Why La La Land is trailing such a buzz…

THE headlines cast long shadows thanks to Brexit, Trump and other depressing things. Let’s talk instead about La La Land.

We went at the weekend and this modern take on the musical certainly is gorgeous, romantic and vibrant. The Oscar panel hadn’t nodded their heads when we sat down to watch at City Screen, so we saw the film before the latest big fuss, although Damien Chazelle’s film has been trailing an attention buzz for months now.

La La Land has a record-equalling 14 nominations at this year’s Oscars and seems likely to sweep all before it. To ask a simple but obvious question: is the film worth all the glittery palaver? In short, yes. Although some will be more persuaded than others.

To give a random sample, my wife came out in a swoon and wanted to go and see the film again straight away, and our daughter was similarly enraptured. I liked the film very much, but thought there should have been more music. And rather than a La La rerun, next on my to-see list is Manchester By The Sea, for which Cassey Affleck has a best actor nomination.

To tackle that big fuss question, it is impossible to say whether La La Land deserves quite so many nominations, as grading films by the gongs they receive is a fool’s game. How can two very different films/books/albums/TV programmes be measured alongside each other? In honesty, they can’t although they always are.

Awards often rush in one expected direction. At the Oscars, the momentum gathers behind one film, usually at the expense of other overlooked movies: Nocturnal Animals this time round, without even a mention for Amy Adams.

La La Land is a lovely piece of escapism and yet the film isn’t entirely buoyant, with downbeat moments that work to its credit. As you probably already know, Ryan Gosling plays a struggling jazz musician and Emma Stone a struggling actor.

Their relationship starts badly, with a few barriers to romance – not least Gosling’s character being a hardcore jazz bore. This doesn’t have to be a bad thing and it so happens that I like hardcore jazz bores. Stone’s character is easier to like and her performance matches fizzing energy with a haunted sense of inadequacy.

What works so well is that theirs is a relationship you can believe in. You want them to find love and to find each other, but whether they do or not is a secret that must be left on the screen.

Some have carped that Gosling and Stone don’t have the voices for a musical, but I thought they were just fine, and besides what they have by the brimming bucketful is charisma, and the spark of a real relationship.

La La Land acknowledges many great, musicals with more than a dip to An American In Paris, especially with the cartoonish fantasy sequences. The film is at its confident best in the musical sections, and the opening is fantastic, following the big musical tradition of starting with a bang. Where West Side Story has balletic aggression as the gangs warm up and Guys And Dolls has a swarm of street life – and a watch on a chain picked from pocket to pocket – La La Land starts with cars jammed on a flyover.
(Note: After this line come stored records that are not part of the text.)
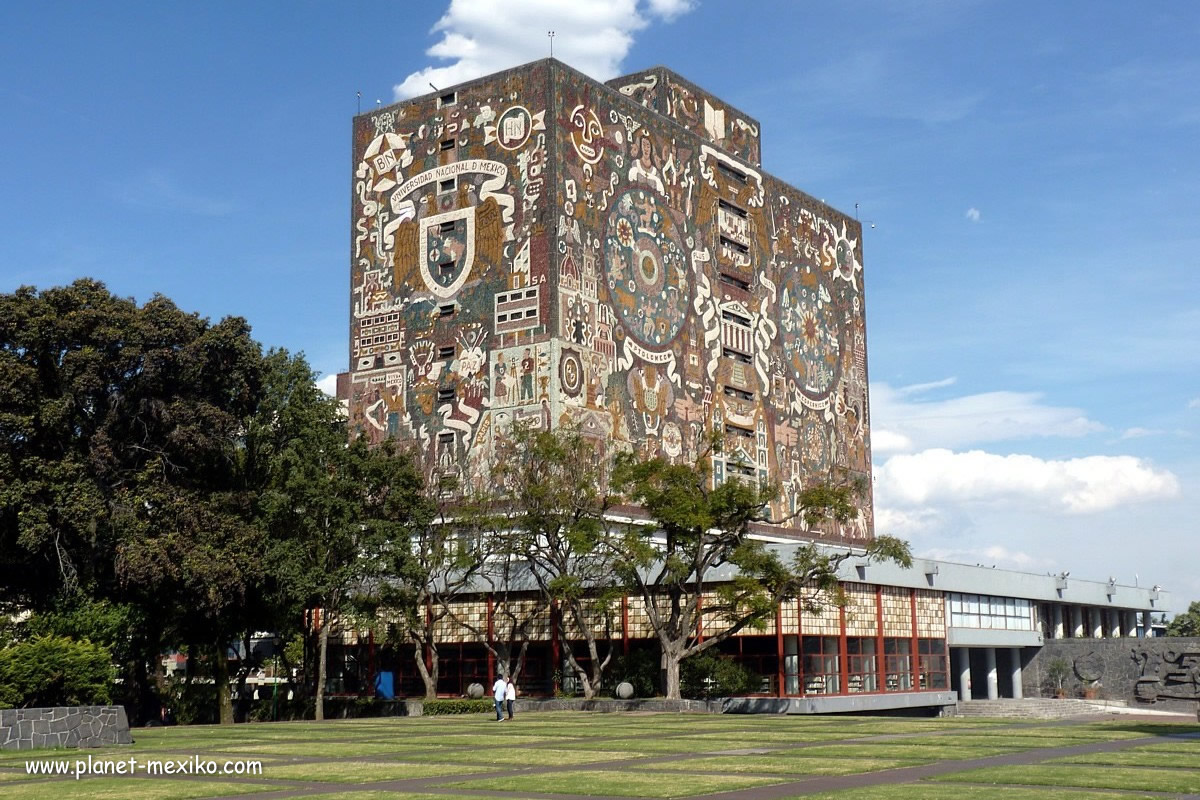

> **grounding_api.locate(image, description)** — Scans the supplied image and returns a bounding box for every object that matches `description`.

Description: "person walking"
[492,675,508,722]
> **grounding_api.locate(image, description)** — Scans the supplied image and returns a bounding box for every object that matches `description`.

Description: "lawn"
[0,712,1200,800]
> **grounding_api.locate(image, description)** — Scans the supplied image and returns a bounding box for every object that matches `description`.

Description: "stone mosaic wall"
[344,61,872,541]
[0,705,133,750]
[1021,637,1200,711]
[607,67,762,167]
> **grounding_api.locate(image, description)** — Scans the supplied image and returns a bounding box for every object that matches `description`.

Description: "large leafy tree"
[0,279,270,719]
[614,439,912,699]
[1161,601,1200,637]
[377,481,486,699]
[492,426,624,698]
[259,354,428,720]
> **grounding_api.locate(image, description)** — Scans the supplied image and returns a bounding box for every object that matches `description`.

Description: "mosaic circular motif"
[779,269,841,399]
[558,350,583,397]
[605,190,690,349]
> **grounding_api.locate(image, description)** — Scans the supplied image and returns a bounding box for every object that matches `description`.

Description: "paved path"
[9,716,1200,800]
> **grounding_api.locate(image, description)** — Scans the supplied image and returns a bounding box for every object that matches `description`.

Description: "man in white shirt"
[492,675,508,722]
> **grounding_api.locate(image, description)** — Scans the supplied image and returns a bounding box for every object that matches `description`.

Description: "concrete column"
[955,648,971,700]
[1008,648,1025,700]
[784,636,800,694]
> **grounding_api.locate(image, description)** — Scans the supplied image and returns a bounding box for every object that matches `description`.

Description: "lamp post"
[271,634,283,722]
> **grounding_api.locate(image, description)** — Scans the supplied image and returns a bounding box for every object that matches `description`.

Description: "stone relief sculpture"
[1130,644,1200,703]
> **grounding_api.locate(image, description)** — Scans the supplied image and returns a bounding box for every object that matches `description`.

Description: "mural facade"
[347,61,872,540]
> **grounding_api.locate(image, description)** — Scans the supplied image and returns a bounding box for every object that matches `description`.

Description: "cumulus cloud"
[875,449,1180,515]
[394,0,695,100]
[871,378,1104,455]
[918,545,1055,572]
[317,375,337,397]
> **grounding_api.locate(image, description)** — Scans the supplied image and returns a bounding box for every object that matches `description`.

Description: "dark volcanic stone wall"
[1021,637,1200,711]
[0,705,133,750]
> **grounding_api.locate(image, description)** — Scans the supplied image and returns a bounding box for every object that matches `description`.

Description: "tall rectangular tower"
[344,60,872,541]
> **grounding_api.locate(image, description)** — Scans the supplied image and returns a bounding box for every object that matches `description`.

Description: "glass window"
[800,636,841,694]
[846,636,878,692]
[883,637,912,692]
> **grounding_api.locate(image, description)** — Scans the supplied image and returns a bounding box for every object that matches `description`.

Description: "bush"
[679,652,762,699]
[608,648,661,697]
[425,699,496,717]
[162,678,221,724]
[0,636,116,708]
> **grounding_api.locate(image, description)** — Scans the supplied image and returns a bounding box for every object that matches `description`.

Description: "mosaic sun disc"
[605,190,690,349]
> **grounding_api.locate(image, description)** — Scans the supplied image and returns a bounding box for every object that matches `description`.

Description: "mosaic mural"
[347,61,872,540]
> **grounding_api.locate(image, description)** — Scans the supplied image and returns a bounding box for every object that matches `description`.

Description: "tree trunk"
[212,644,233,724]
[662,648,680,700]
[413,638,438,700]
[316,614,329,721]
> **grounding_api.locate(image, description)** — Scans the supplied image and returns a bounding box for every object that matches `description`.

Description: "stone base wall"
[0,705,133,750]
[514,697,722,714]
[1021,637,1200,711]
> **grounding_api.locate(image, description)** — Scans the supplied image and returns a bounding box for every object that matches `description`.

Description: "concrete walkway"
[4,715,1200,800]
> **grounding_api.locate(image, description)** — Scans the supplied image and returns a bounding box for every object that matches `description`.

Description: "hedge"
[425,699,496,716]
[0,636,116,708]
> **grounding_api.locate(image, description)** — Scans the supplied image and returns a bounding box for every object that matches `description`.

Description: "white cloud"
[647,0,696,22]
[875,449,1180,513]
[918,545,1055,572]
[112,169,236,217]
[317,375,337,397]
[871,378,1104,455]
[1121,427,1163,439]
[875,507,943,539]
[394,0,695,100]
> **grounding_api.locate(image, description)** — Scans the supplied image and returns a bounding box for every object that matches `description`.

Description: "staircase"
[959,697,1126,720]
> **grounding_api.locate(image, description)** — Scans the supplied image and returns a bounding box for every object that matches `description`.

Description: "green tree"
[0,279,271,724]
[492,425,625,698]
[1161,601,1200,637]
[0,636,116,708]
[256,354,424,720]
[613,438,912,699]
[377,476,486,699]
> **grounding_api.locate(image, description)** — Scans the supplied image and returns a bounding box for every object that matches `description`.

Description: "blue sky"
[0,0,1200,608]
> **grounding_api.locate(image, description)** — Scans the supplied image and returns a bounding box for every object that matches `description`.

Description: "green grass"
[4,777,278,800]
[635,754,916,775]
[7,712,1200,800]
[796,783,1160,800]
[262,762,465,783]
[934,764,1200,793]
[1046,745,1200,770]
[440,770,781,798]
[791,739,1022,760]
[417,747,643,769]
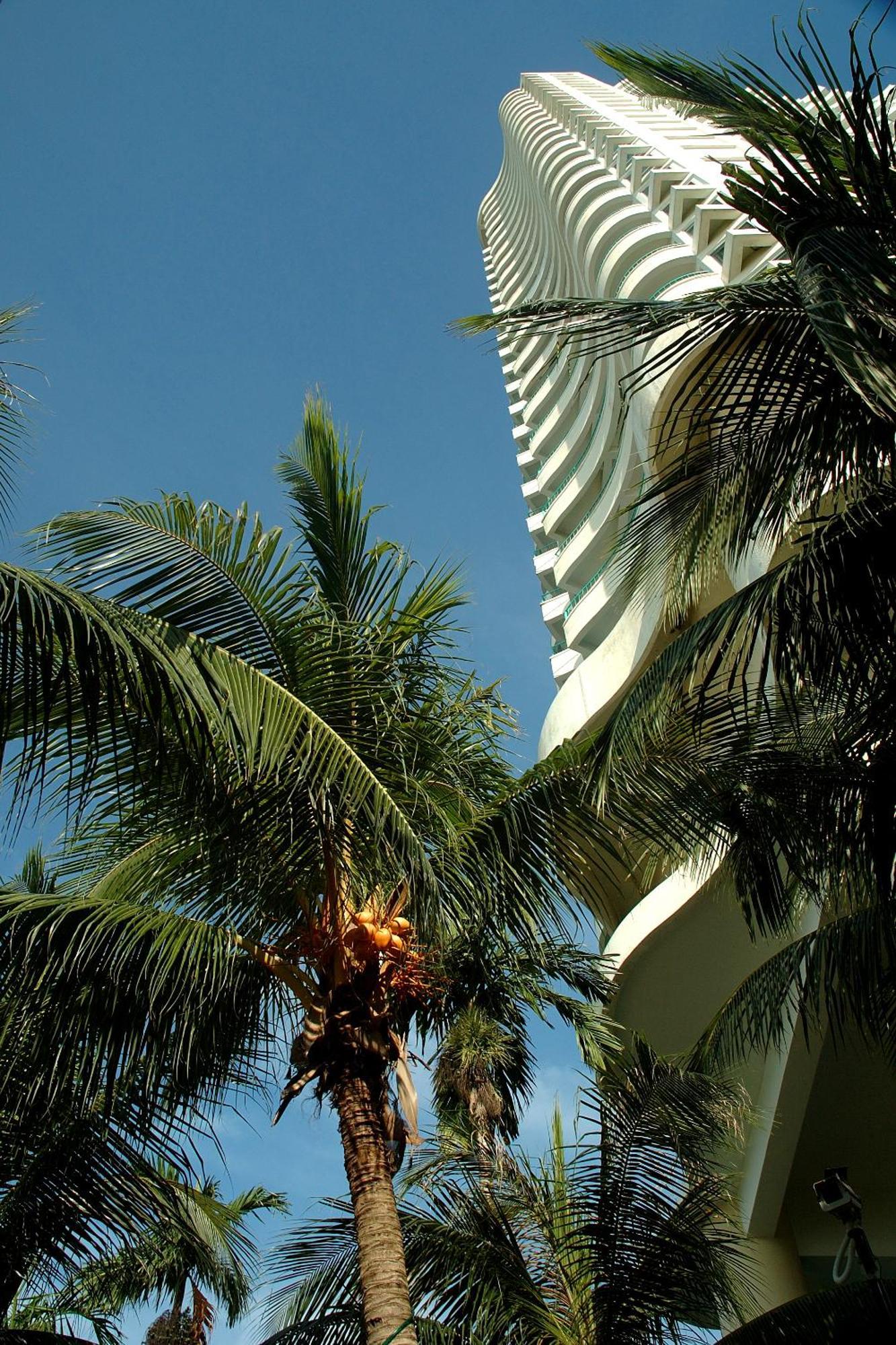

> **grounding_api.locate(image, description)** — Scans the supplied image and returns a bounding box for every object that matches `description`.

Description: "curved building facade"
[479,73,896,1306]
It’s a scene full of energy and charm and with an uplifting score, and balances the banality of a traffic jam with the human spirit of all those people stuck in their cars – until they leap out to sing and dance. Those first five minutes alone are reason enough to go and see La La Land, and the film has many other attractions.

I did enjoy the jazz side, too, and the ways Gosling’s character is so grumpy when the possible new love in his life says those dreaded words: “I don’t like jazz.”

Hadley Freeman said in her column in the Guardian Weekend mag last week that Gosling represented every jazz bore boyfriend she’d ever dated – and she expanded jazz bore to embrace various types of male obsession. Well, that’s her take but it wasn’t mine. And it certainly wasn’t that of the two women in our family.

My advice is to go and see La La Land before the backlash begins. For there is bound to be one of those.

When the headlines are casting such dark shadows, a bit of escapism is good, and La La Land offers such as escape route, while also keeping its feet on the ground. And, with a nod to the girls, Emma Stone does wear some very lovely dresses. Mind you, Ryan Gosling suits his suit, too. And his stubble.

One comment

  1. Sorry Julian. I was a bit disappointed. Didn’t quite know what to make of it. Loved her dresses and thought her smile was wonderful but found the story very confusing. I suppose that’s my fault!